Billed as a show that delves into the “intricate connection between juggling and magic,” Heka does not fail to deliver. Named after the Egyptian goddess of magic, the show opens with a young woman dressed in some kind of uniform of officialdom, sitting at a gigantic desk like a scene from Kafka. It is not long before strange things begin to happen - her sleeves magically roll themselves up; her hands scurry off to the far reaches of the table and begin inexplicably multiplying; and at some point she appears even to lose a leg.
Karl Germain once commented that “magic is the only honest profession. A magician promises to deceive you and he does” - and deception and trickery are themes that run throughout the show.

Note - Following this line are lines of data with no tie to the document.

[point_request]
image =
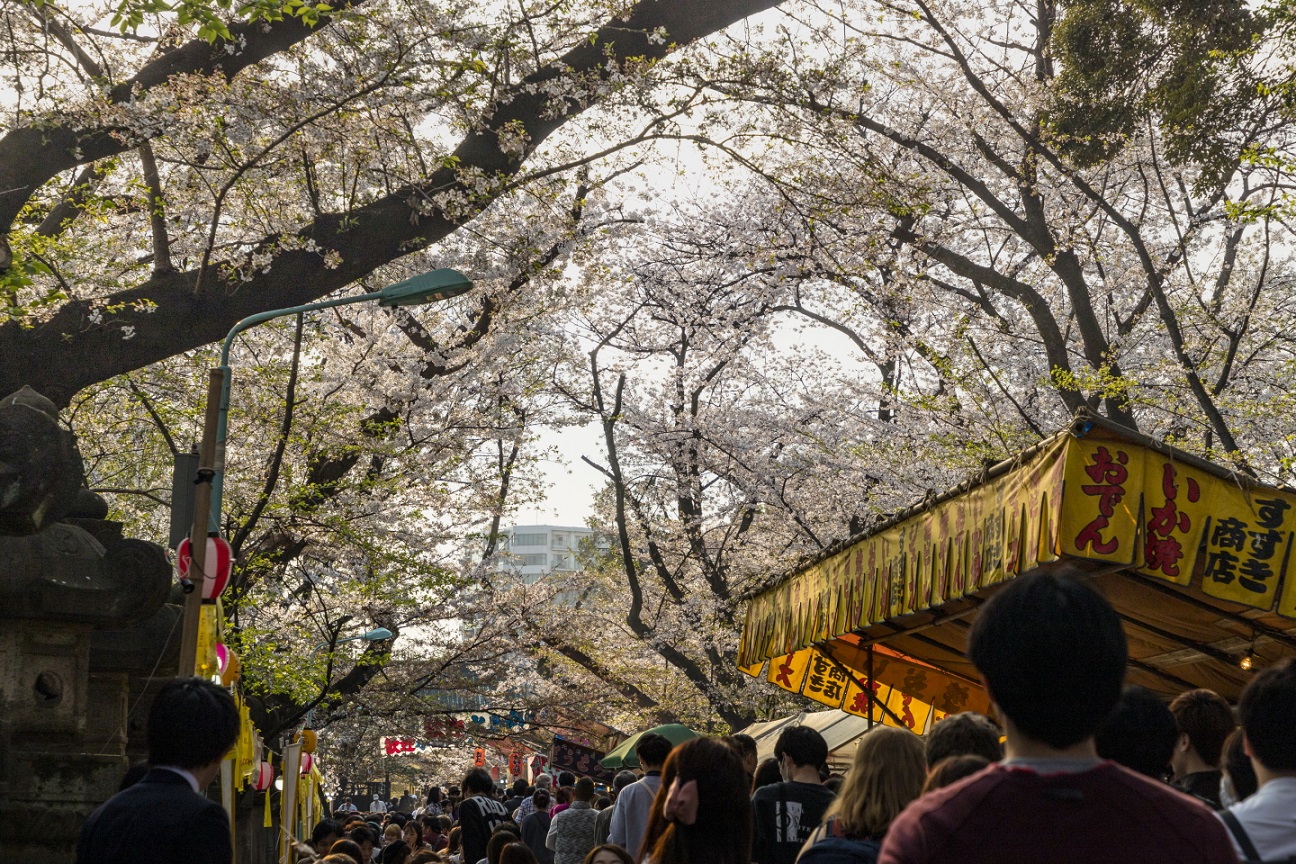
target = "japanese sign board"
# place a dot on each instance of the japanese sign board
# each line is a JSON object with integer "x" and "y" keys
{"x": 1098, "y": 499}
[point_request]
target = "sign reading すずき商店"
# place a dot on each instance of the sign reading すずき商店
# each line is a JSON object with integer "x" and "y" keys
{"x": 1102, "y": 498}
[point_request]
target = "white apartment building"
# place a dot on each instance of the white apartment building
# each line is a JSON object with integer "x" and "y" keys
{"x": 539, "y": 549}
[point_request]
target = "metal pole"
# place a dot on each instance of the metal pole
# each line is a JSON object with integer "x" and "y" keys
{"x": 198, "y": 531}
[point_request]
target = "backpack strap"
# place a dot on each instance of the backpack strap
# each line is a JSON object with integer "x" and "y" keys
{"x": 1239, "y": 833}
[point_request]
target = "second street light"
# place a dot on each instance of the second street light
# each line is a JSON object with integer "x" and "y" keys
{"x": 416, "y": 290}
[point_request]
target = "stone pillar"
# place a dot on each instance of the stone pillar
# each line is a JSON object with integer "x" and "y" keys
{"x": 65, "y": 573}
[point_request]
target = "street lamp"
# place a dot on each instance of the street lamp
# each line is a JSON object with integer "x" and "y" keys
{"x": 375, "y": 635}
{"x": 425, "y": 288}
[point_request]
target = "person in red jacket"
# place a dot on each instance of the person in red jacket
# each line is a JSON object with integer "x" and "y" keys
{"x": 1053, "y": 656}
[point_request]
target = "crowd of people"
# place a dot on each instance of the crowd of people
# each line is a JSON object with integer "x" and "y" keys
{"x": 1075, "y": 768}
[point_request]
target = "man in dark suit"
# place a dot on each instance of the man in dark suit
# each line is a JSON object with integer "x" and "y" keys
{"x": 165, "y": 818}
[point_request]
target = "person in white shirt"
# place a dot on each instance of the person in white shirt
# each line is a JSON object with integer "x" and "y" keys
{"x": 1262, "y": 827}
{"x": 634, "y": 803}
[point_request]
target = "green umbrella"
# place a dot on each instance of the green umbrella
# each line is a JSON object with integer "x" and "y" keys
{"x": 624, "y": 757}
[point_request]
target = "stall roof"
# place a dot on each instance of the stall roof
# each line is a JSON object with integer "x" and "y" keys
{"x": 839, "y": 728}
{"x": 1196, "y": 560}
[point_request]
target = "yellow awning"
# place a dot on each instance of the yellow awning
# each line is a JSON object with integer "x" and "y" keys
{"x": 1195, "y": 558}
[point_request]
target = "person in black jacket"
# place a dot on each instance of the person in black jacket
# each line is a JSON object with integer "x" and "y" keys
{"x": 478, "y": 814}
{"x": 165, "y": 818}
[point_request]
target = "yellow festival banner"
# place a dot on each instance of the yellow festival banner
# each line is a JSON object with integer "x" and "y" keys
{"x": 1099, "y": 499}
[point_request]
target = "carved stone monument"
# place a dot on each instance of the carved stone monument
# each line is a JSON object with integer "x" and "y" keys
{"x": 84, "y": 632}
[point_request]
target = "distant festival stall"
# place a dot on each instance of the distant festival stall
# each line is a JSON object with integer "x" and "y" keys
{"x": 1195, "y": 557}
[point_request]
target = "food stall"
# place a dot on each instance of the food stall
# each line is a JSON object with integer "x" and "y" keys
{"x": 1195, "y": 557}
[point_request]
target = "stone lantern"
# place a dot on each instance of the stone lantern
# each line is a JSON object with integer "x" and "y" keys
{"x": 82, "y": 612}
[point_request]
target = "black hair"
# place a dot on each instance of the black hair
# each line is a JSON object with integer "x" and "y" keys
{"x": 1053, "y": 654}
{"x": 477, "y": 781}
{"x": 652, "y": 749}
{"x": 1268, "y": 710}
{"x": 394, "y": 852}
{"x": 963, "y": 733}
{"x": 192, "y": 724}
{"x": 805, "y": 746}
{"x": 1207, "y": 719}
{"x": 1139, "y": 733}
{"x": 325, "y": 828}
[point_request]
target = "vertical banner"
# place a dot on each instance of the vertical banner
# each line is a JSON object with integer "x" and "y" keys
{"x": 227, "y": 795}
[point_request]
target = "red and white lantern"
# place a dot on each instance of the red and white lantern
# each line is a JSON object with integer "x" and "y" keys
{"x": 262, "y": 776}
{"x": 217, "y": 566}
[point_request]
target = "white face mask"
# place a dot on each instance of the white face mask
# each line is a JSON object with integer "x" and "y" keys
{"x": 1226, "y": 795}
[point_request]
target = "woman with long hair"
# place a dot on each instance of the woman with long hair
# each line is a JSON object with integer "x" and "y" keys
{"x": 885, "y": 776}
{"x": 703, "y": 811}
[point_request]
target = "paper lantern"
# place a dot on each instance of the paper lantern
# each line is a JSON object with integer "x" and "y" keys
{"x": 215, "y": 569}
{"x": 309, "y": 740}
{"x": 262, "y": 775}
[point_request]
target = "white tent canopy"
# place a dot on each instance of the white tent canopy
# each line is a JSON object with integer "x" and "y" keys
{"x": 840, "y": 729}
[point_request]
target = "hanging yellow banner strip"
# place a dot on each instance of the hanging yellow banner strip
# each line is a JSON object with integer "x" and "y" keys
{"x": 1097, "y": 499}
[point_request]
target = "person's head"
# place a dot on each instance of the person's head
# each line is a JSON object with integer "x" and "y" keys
{"x": 192, "y": 726}
{"x": 800, "y": 746}
{"x": 701, "y": 814}
{"x": 745, "y": 746}
{"x": 622, "y": 780}
{"x": 366, "y": 840}
{"x": 477, "y": 783}
{"x": 1053, "y": 653}
{"x": 394, "y": 852}
{"x": 1139, "y": 733}
{"x": 1204, "y": 720}
{"x": 608, "y": 854}
{"x": 652, "y": 750}
{"x": 497, "y": 843}
{"x": 885, "y": 775}
{"x": 963, "y": 733}
{"x": 1268, "y": 711}
{"x": 324, "y": 834}
{"x": 517, "y": 852}
{"x": 350, "y": 849}
{"x": 951, "y": 770}
{"x": 766, "y": 773}
{"x": 1238, "y": 781}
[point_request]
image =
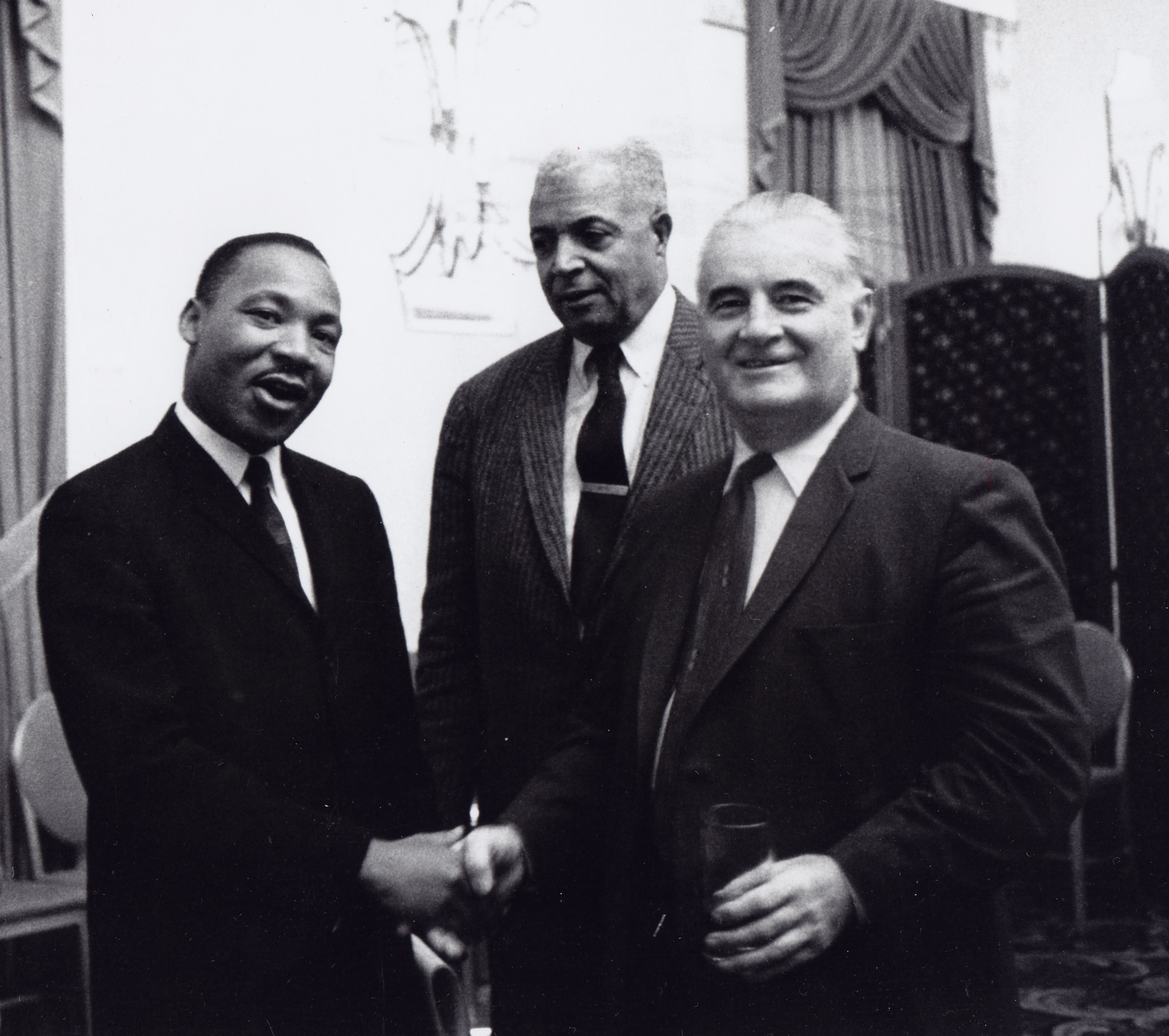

Is the man claiming to be Sean Gandini really who he says he is? If so, who is the other man claiming to be Sean Gandini? Are there really five actors planted around the audience, as we are told? And what is reality anyway? These existential questions are, of course, dealt with in a lighthearted and entertaining way, fully in keeping with the prescription that magic should always be both amusing and spectacular.
The woman is joined by five others, all similarly attired, and the juggling balls come out, mysteriously appearing and disappearing from unexpected parts of each other’s anatomy - coughed, sneezed and pulled out of mouths, nostrils and earlobes, different from the ones they entered. And soon, of course, the juggling itself begins. The show is highly choreographed, and part of its delight is the pure aesthetic joy of witnessing synchronised juggling by unfeasibly skilled professionals. At points it becomes a captivating dance, the balls and hoops cascading like a firework display above the heads of the participants.
As the show progresses, the compere lets us in on some of the philosophy of magic, as articulated by its most accomplished pioneers over the centuries - not in the form of a dry lecture, of course, but rather selected quotations chanted in time and in unison by all seven performers as the balls and hoops coarse between them - and sometimes translated into Finnish or Mandarin, to reflect the multinational composition of the troupe. Thus we hear from Jean-Eugene Robert Houdin (the most famous magician of the mid-nineteenth century and the inspiration behind the stage name of Harry Houdini): “a magician is merely an actor playing the part of a magician;” from Teller (of contemporary American magic duo Penn and Teller): “magic is the theatrical linking of a cause with an effect that has no basis in physical reality;” and from several of their lineage in between.
Other parts of the show are not so much magic per se but rather mesmerising displays generated by the co-ordinated intersection of multiple human bodies. One beautiful moment comes when pairs of performers share a single pair of trousers (one leg each), allowing all kinds of optical trickery, in particular slow motion running through the air (all, of course, whilst simultaneously keeping a multitude of objects flying). It is a great reminder of the incredible feats made possible by human co-operation; entertaining, enthralling, beautiful and spectacular.